How to start an emergency fund?
If you’re ready to start your journey towards saving for an emergency fund successfully, below are three steps that will keep you on track:
- Set a target
Like with any type of goals, you need a target and you need to be as specific as you can if you want to get it right. In general, emergency funds should equal at least 3 months’ worth of your expenses. You can certainly aim for more but 3 months is the rule of thumb. In case you lose your job, 3 months should be enough time to enable you to get back on your feet financially.

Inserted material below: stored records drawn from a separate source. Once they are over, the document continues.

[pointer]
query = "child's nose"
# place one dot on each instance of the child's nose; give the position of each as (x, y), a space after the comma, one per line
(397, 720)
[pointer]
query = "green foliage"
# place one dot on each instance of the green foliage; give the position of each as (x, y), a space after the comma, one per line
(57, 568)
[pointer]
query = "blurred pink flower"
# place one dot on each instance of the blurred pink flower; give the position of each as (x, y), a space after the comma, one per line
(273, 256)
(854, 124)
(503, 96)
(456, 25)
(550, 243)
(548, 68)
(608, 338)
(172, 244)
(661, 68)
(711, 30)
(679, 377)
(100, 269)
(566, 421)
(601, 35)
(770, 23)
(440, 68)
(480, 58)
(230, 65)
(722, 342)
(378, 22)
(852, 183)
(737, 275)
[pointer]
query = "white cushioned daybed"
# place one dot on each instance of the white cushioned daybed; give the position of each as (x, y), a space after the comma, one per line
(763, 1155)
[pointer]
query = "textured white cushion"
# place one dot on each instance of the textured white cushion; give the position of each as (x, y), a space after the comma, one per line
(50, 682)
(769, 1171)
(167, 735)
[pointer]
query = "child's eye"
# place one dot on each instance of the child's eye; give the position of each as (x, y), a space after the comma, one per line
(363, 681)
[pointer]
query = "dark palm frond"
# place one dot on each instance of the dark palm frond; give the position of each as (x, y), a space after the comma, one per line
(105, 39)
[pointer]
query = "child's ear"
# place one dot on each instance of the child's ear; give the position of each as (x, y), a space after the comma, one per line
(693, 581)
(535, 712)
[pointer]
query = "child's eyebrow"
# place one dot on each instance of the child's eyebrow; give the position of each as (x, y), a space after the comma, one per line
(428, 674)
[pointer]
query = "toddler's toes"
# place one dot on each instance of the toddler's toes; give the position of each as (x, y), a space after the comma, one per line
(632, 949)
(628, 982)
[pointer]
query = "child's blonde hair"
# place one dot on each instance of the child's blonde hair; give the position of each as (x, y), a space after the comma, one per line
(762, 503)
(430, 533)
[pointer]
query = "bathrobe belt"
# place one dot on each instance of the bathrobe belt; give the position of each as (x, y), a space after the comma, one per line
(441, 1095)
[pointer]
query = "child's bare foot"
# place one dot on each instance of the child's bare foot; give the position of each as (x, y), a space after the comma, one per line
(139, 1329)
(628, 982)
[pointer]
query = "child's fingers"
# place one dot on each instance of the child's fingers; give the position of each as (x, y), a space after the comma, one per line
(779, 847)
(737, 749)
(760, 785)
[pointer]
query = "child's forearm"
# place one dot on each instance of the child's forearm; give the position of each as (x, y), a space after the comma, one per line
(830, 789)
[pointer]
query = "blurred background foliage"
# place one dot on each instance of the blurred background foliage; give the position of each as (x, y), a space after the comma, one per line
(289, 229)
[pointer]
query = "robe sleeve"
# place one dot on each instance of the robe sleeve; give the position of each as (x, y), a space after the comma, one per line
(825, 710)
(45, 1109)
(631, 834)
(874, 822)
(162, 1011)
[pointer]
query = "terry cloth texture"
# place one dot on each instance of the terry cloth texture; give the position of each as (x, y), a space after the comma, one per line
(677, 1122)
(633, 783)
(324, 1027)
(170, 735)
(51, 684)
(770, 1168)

To set your target, start by listing down all your expenses. By all, it means all. Don’t miss anything from rent or mortgage to utility bills, clothing expenses and etc. Total your expenses then multiply by three and you’ve got your emergency fund target.
- Start modestly
If you’re already setting aside a percentage of your income to a regular savings account, it may be difficult to start another account. This is why when saving for an emergency fund you need to start small if you must. Start at a percentage you can comfortably manage and go from there. Some people, for example, start at 5% then they gradually increase the amount over time.
- Automate savings
If you want to make it even easier to save for an emergency fund, you need to automate the process. Set up another account where you transfer a specific percentage of your income first thing to get the matter out of the way. As what experts say, you won’t look for money you do not see. By automating your emergency fund savings, it will be way easier to reach the 3-month target. In no time at all, you’ll be all set even if an emergency strikes.